I’ve seen very effective ways to bring this into everyday interactions with team members. I knew a leader who used to ask everyone at the start of a team meeting to estimate what proportion of their attention was in the room and why. This led to people saying things like “I’m about 60% here today because my mother is very ill and I’ve been visiting her in hospital all week.” Or “I’m 95% here today because I got some positive feedback from a colleague and it has really made my day.” Whilst it’s very important to know how people are travelling and what their personal challenges are, it’s even more important that they are encouraged to notice how they’re travelling for themselves.
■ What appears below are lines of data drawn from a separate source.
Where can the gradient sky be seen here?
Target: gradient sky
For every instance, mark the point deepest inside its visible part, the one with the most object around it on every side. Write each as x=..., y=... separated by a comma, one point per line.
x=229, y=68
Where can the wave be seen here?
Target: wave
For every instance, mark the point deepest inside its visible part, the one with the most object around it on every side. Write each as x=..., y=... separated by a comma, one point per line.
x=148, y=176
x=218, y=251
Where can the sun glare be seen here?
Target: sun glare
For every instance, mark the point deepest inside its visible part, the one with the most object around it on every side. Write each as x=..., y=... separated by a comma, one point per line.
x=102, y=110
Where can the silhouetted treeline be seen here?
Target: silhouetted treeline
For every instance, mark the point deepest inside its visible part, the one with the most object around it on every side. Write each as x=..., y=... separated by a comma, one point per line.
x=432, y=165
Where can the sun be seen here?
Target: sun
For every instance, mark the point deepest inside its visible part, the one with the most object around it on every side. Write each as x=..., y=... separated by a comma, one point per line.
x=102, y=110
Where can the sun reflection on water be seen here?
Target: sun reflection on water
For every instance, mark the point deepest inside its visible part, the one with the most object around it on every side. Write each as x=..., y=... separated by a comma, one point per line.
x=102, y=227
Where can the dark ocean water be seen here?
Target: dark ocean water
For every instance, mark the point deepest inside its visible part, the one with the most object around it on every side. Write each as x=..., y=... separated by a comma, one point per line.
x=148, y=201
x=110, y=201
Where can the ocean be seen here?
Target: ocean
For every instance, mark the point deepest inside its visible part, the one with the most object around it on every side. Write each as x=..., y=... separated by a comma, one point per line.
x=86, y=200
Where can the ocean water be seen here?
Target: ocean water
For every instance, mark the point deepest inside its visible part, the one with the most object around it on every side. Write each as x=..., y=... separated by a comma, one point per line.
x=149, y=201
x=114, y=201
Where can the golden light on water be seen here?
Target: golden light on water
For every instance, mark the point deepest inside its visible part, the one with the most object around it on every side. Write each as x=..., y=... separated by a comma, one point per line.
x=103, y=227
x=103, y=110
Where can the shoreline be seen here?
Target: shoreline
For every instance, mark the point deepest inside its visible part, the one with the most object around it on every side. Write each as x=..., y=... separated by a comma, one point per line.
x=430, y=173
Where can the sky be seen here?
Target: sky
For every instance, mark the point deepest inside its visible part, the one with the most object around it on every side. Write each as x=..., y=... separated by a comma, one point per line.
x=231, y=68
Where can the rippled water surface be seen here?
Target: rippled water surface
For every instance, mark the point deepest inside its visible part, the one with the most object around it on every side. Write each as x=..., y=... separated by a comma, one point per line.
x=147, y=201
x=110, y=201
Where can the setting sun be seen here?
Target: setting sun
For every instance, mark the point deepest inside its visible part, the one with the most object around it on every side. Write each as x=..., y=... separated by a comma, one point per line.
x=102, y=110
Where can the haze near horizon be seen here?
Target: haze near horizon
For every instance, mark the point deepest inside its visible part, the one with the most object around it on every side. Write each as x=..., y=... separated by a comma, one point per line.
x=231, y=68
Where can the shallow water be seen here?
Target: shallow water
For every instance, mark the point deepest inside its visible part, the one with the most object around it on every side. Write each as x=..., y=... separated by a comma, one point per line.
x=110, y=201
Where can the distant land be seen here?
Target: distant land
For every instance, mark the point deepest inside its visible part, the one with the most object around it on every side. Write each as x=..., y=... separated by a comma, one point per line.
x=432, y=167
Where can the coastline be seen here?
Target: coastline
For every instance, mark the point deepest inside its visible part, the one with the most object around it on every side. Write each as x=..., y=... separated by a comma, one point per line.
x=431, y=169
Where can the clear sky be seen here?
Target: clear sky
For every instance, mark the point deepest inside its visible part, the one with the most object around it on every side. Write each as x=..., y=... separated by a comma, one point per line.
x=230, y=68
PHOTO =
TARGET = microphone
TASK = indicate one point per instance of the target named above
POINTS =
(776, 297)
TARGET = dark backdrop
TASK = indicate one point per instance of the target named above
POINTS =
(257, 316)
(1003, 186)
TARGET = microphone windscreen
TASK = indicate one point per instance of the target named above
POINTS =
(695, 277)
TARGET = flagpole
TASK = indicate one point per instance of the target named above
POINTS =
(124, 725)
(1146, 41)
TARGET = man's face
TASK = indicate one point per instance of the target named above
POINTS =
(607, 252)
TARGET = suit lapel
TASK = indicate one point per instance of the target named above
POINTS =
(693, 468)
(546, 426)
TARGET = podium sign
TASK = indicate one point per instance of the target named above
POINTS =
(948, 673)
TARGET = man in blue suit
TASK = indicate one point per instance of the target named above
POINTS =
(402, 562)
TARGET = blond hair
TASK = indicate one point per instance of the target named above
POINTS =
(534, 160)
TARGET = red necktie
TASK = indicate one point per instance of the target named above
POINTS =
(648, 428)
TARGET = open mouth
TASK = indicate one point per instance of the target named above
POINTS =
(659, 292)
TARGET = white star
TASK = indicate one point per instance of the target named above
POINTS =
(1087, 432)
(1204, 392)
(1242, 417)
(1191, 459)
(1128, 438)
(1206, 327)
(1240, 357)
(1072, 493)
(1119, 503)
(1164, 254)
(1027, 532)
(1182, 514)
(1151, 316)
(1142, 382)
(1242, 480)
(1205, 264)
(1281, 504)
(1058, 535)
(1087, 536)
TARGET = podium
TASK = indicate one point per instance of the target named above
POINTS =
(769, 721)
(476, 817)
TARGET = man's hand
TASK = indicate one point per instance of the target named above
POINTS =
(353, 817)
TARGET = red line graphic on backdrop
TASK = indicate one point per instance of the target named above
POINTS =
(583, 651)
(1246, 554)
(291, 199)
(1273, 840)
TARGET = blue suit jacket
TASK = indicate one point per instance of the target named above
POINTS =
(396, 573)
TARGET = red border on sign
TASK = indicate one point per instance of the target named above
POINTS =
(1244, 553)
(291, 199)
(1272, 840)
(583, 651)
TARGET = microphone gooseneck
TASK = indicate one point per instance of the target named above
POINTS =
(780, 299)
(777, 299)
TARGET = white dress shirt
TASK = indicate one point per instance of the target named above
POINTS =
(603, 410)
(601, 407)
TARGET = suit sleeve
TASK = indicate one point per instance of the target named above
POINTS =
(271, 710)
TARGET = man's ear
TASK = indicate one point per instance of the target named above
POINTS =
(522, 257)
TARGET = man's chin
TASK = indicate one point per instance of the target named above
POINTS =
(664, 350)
This simple exercise achieves that improvement in self-awareness and instantly increases empathy within the group at the same time.
So how does all this relate to organisational culture? Well, there's the obvious point that people choosing a more positive attitude would presumably improve morale and that would wear off on others. After all, attitudes are contagious. But probably more importantly, you can't choose your culture until and unless you first notice it. And the fact is, that most people don't. They might notice the culture when they first join a new group of people, because they're seeing that group through fresh eyes and will be hyper-vigilant about any clues to what is considered good behaviour in that group. At that point they are figuring out the 'rules of belonging'. But pretty soon they 'go native' and stop seeing the culture altogether.
You can't choose your culture until and unless you first notice it.
At a recent AICD (Australian Institute of Company Directors) lunch on ethics in the Boardroom, one of the panelists observed that executives who were questioned about a decision they made that was later seen as less than ethical, when asked what they were thinking about at the time of their decision, most replied that they weren't. Thinking that is. They were simply on 'auto-pilot' going through the motions of their very busy days. They were complying with the dominant 'rules of belonging' in their group (their culture) and not noticing, and therefore not questioning, what they were doing.
Your culture is changing whether you're noticing it or not. You need to notice it before you can choose it.